Nice work getting the old civic running again! Have a great day everyone!
Mark consider a pressure regulator to get pressure down 65psi to the 33 or 35 psi you mentioned as normal for this engine or more issues will arise...leaking injectors over fueling and a whole lot more...just my humblest opinion
I think you can get a few more miles out of those tires.
an 80s Japanese car with 300,000 miles. Pre-Acura NSX.
Even if you make it run with all the essential things working decently - what will the car be worth? Over here in Germany almost nobody would buy a car like that because the biannual road worthy inspection will be a real pain. My car just passed that without any problem except for a lighter wallet - 153 € (165 $).
that is not the fuel pump relay, you're looking for a rectangle 7 pin up under the far left side of the dash, two yellow and black wires feed out power to the FP and pcm. p/n MPE AR726SB
the fuel pressure regulator or return line are having issues, i find it hard to believe a pump could deliver so much volume the regulator can't return all extra down to a nominal value.
in tank hose was one issue for sure, 5 psi and bleeding back to zero meant it was leaking back into the tank.
Ran into a similar issue recently. Turns out it was a fuseable link.
Probably too late to help, but it's a possible thing.
Tire is not a Maypop it's a Willflat.
How about those italion tires. Daygo through rain, Daygo through mud and when dago flat dago Wop Wop Wop.
An exercise in futility 🎉
Granted, I am the first person to admit that I only know enough about fuel injection to be a little bit dangerous (and I say a little bit because I have a natural hesitation when it come tearing into things of the computer controlled variety; otherwise, I’d be full blown dangerous) but I thought FI fuel pumps had to be “pressure matched” to the system they are going onto? I once installed a fuel pump from (I believe) a Mazda onto my e36 BMW thinking “close enough”. While the car started up cold and ran fine with the Mazda pump, if you shut it off for a short period of time (such as a gas fill up), the car had to crank and crank to restart. After procuring and installing the correct replacement pump, the car runs and starts perfectly again. I learned another lesson; from that point on, I only use good quality, name brand fuel pumps that are the correct application for the specific vehicle.
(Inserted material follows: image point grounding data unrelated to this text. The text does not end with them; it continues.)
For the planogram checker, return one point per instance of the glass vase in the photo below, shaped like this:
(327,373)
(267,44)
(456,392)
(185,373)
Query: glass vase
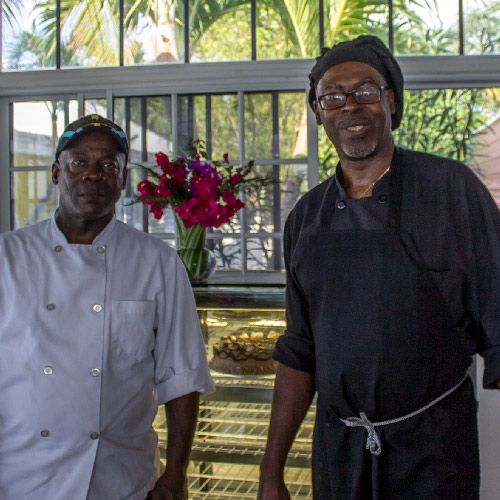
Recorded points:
(200,262)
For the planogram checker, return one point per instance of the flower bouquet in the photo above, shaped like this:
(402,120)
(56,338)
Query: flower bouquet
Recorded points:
(202,194)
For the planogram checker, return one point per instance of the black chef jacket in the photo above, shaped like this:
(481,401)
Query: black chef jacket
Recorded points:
(455,227)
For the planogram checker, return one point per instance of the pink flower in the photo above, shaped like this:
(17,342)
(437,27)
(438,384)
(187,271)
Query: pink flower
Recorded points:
(163,191)
(235,179)
(199,191)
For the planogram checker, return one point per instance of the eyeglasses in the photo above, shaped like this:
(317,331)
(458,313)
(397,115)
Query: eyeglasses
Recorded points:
(366,95)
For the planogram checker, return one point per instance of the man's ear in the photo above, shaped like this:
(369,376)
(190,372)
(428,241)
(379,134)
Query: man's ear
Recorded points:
(55,172)
(317,112)
(125,175)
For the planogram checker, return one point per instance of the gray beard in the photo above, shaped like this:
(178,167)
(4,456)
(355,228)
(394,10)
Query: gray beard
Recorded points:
(359,152)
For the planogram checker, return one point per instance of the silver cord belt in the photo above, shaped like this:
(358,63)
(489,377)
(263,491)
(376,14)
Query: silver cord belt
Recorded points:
(373,441)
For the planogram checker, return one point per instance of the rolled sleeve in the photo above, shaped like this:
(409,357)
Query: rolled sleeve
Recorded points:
(180,357)
(195,380)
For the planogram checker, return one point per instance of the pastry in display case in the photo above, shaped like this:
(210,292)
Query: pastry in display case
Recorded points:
(240,326)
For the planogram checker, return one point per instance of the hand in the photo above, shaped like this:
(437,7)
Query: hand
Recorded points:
(171,486)
(272,489)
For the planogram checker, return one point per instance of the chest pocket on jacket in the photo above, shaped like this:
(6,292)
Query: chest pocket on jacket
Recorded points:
(132,327)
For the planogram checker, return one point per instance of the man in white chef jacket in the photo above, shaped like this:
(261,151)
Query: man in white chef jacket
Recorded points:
(97,327)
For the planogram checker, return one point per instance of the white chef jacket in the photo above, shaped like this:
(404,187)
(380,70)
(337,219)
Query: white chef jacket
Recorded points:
(92,339)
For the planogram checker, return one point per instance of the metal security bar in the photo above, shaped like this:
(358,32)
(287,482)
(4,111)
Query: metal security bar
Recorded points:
(234,481)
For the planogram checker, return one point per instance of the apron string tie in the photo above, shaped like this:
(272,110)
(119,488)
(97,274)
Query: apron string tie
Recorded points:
(373,441)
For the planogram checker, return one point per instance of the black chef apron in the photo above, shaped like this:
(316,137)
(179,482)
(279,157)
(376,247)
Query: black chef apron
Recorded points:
(385,345)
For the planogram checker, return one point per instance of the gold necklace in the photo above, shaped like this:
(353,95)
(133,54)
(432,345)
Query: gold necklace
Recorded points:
(375,181)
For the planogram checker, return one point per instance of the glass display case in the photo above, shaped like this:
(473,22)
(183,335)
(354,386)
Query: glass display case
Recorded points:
(233,422)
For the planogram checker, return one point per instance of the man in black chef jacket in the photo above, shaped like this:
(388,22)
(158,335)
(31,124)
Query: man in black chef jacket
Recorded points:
(393,283)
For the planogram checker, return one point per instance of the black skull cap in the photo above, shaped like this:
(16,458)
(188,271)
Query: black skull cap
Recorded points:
(92,123)
(369,50)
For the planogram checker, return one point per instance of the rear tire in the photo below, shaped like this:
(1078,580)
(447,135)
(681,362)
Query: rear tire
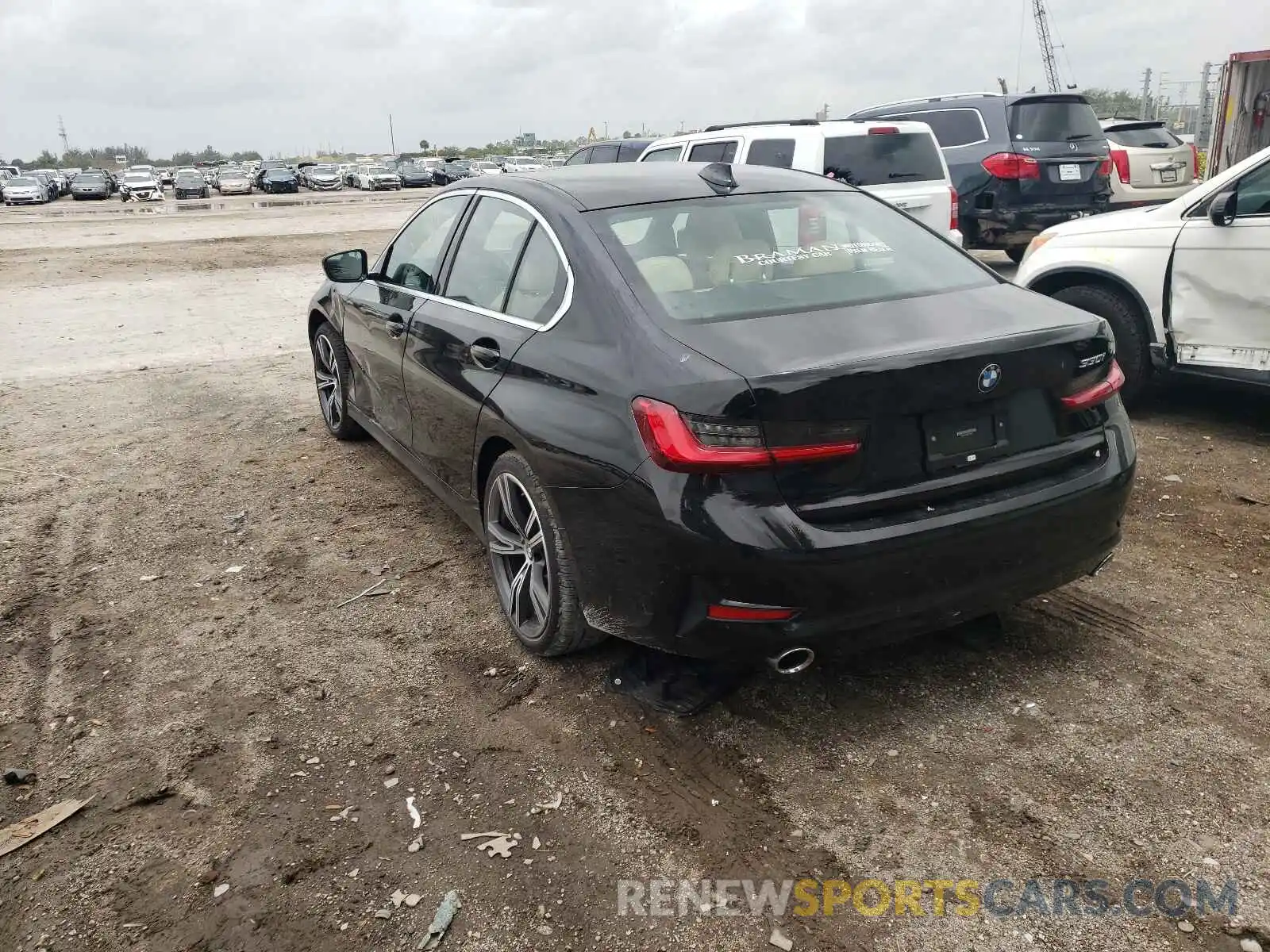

While I am no parts snob and I am perfectly happy to cheap out and use those eBay and Amazon Chinese Parts in the plain white boxes that everyone ‘loves to hate’ for things that are easy to replace and that won’t leave me stranded on the side of the road at 1:00 AM in the middle of nowhere, things like fuel pumps and ignition parts are just not worth skimping on.
It’s a 1 grit flap wheel lol
Why would you add a high performance fuel pump to a stock car ?
Step up to a Civic lol.
I’ve watched your videos for some time and this problem is repeated over and over. There is a certain amount of testing that needs to be done before throwing parts at a car. One red flag is the tank is building pressure with just the vapors, there is a problem with the system not venting. Plus seeing that much pressure and not holding, Some where the is a restriction which more than likely caused the old pump to give up and there possibly is a leak within the system for it not to hold pressure. Putting in a high flow pump is not necessary. You’re not running a boosted engine which requires more fuel.